Searching for a better way to study

Daily, students struggle with studying and coming up with excuses not to. Different techniques can help students efficiently get work done.

Photo+by+Green+Chameleon+on+Unsplash+

Photo by Green Chameleon on Unsplash

Picture this.

It’s a dreary Tuesday night. You’re exhausted. It seems like it’s been raining for an eternity and you’d kill to see a ray of sunshine to let you know outside of this grey abyss was a beautiful spring and summer. But you don’t and you’ve already had a packed day of school, clubs, practice, rehearsal or other extra-curricular activity. Or maybe the day at school was just overly stressful and it feels like you can’t even lift an eye. You collapse onto your bed, ready for a night of Netflix, YouTube, TV, a movie, social media, a book, or, for so many, sleep.
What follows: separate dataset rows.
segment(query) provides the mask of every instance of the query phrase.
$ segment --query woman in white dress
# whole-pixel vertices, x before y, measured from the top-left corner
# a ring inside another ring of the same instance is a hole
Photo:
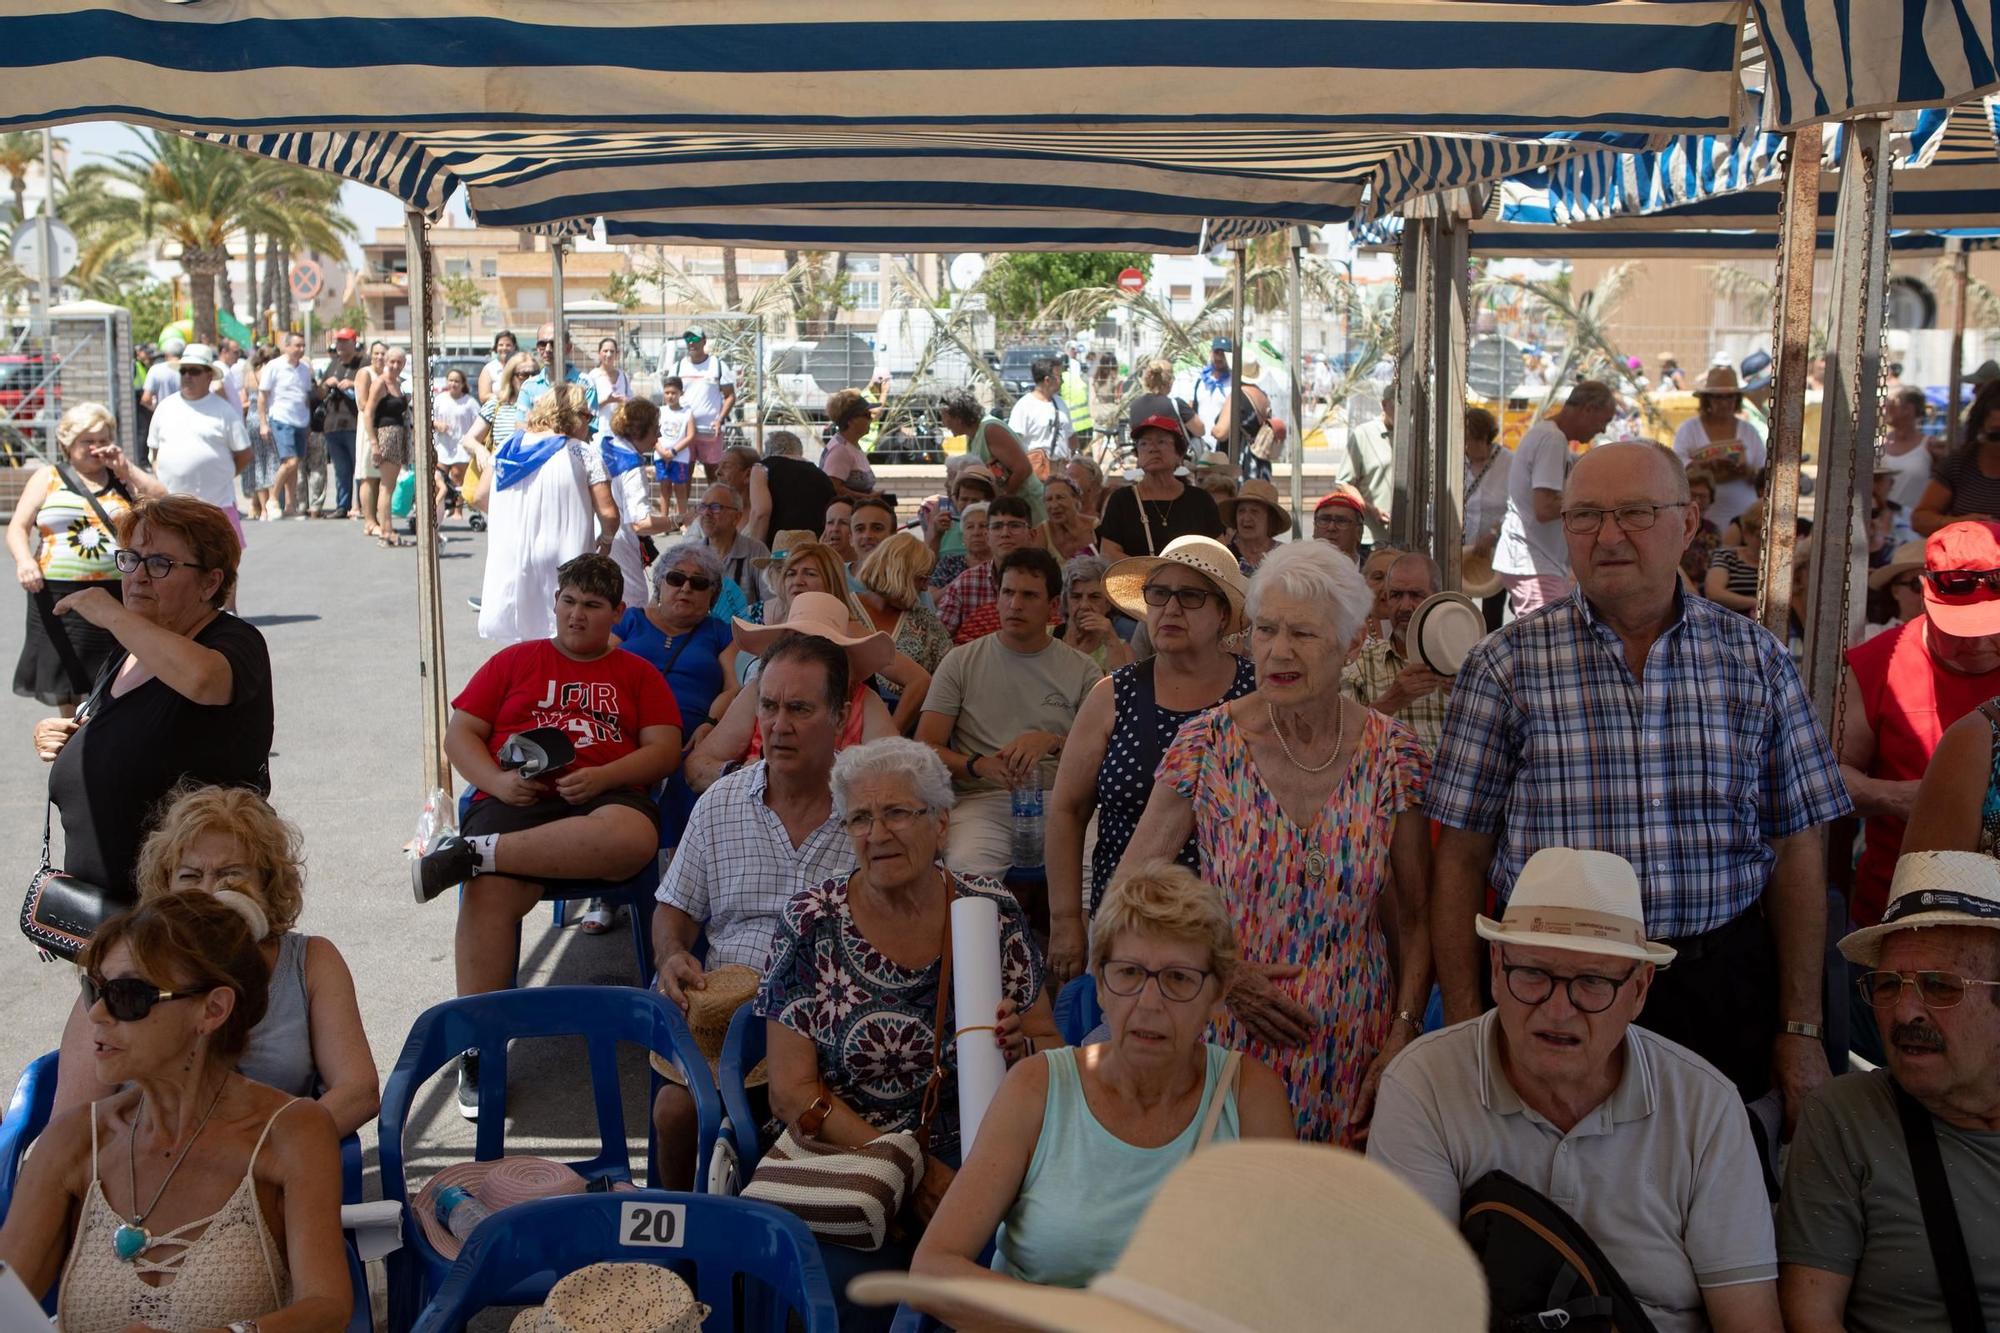
[[[645,606],[653,600],[646,578],[646,553],[641,537],[667,531],[667,516],[653,508],[653,460],[660,445],[660,409],[650,398],[628,398],[611,414],[611,433],[598,441],[604,455],[604,476],[618,504],[618,533],[611,541],[611,558],[625,575],[625,605]]]
[[[1740,415],[1743,387],[1730,366],[1711,366],[1695,387],[1700,411],[1674,432],[1674,452],[1692,467],[1715,474],[1715,505],[1703,515],[1727,528],[1757,503],[1757,477],[1764,470],[1764,437]]]
[[[590,438],[583,387],[559,384],[535,400],[521,434],[493,453],[486,491],[486,580],[479,637],[501,643],[553,638],[556,567],[608,554],[618,503]]]
[[[431,438],[437,449],[439,499],[448,508],[460,507],[458,488],[465,482],[469,455],[463,443],[472,423],[479,420],[479,400],[472,396],[465,372],[445,373],[444,388],[431,399]]]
But like popping a balloon…pop! The realization hits you: I need to study for that test tomorrow.

You probably groan and contemplate in your head, “Oh I can just retake it, no big deal.” Or how about, “Well, nobody seems to understand so we’re all in the same boat.”
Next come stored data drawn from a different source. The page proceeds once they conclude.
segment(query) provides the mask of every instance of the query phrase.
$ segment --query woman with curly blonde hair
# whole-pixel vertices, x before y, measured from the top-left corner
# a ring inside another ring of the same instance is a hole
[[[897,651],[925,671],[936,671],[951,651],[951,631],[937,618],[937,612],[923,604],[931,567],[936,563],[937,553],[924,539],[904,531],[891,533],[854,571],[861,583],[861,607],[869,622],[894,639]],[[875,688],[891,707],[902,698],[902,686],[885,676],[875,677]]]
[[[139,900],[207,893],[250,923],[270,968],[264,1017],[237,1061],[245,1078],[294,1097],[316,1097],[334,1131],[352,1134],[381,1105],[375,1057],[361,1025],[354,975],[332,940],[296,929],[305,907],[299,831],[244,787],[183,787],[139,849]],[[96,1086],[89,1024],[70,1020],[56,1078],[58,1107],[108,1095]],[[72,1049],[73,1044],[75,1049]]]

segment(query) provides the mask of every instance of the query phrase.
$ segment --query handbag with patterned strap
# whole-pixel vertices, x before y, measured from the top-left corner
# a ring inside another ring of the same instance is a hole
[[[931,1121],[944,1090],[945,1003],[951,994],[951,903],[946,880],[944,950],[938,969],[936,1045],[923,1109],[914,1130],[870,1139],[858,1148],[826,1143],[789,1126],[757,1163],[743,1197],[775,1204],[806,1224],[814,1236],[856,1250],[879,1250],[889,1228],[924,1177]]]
The possibilities running through your mind are endless but they all have one common denominator: they’re excuses.

Excuses, not even acknowledging the exam exists, or simply not studying or practicing for it isn’t going to get anyone anywhere. The last thing you’d want it to fall in the dangerous hole of playing catch up with test retakes.

Next time you find yourself in one of these situations, perhaps you should consider the following tactics to help you get to studying and earning the grade you deserve.      

If you find yourself getting distracted at home, putting the phone in a drawer, flicking the TV off and physically removing yourself from the things that you know could potentially distract you would be noble. How many times have you been sitting at home doing schoolwork and your phone buzzes? How are you supposed to ignore a notification like that? It’s only going to repeat itself if you don’t check it. And how many times have you found that quick check of notification turn into a ten-minute detour that you were supposed to spend studying? Or how many times have you thought “I’ve got to go just check the score really quick”? And then you end up watching the entire half?

Where you study can and does attribute to success. By removing distractions, you’re removing the potential of wasted minutes. Thirty minutes of solid, focused studying is going to be far more effective than ninety minutes of lackadaisical, distracted studying.

Going hand in hand, setting a timer can help make a gargantuan task less daunting. If you’ve got a huge stack of flash cards that require memorization, doing it all at once would seem nearly impossible. Instead of getting frustrated and attempting to tackle it all at once, maybe you decide to spend twenty, hard minutes studying then take five minutes off as a break and repeat that until all that information is lodged in your brain. As long as your break and work times stay consistent, this helps break up the mundanity of going after flash cards, in this instance, while simultaneously giving yourself room to breathe.

Another would be simply setting a goal before a study session. Teachers and adults in general have probably told you time after time that you’re ten times more likely to accomplish a goal if you write it down and when it comes to studying, that trick could be beneficial. If you need to memorize a set of words for a vocab test, if you were to write down “I will memorize my vocab words” and set that at a place where you could can see it the entire time while you study, that goal is going to remind you to persevere and accomplish what you know has to get done. And how satisfying is it going to be crumpling up that goal or striking it out in red ink, knowing that you got done what you said you were?

School can be stressful. There is work that has to be done. There will be tests. As much as it can be uncomfortable to hear those words, it is undeniably true. However, if you choose to be effective and efficient in studying habits that stress level can be reduced and hopefully those test scores can rise.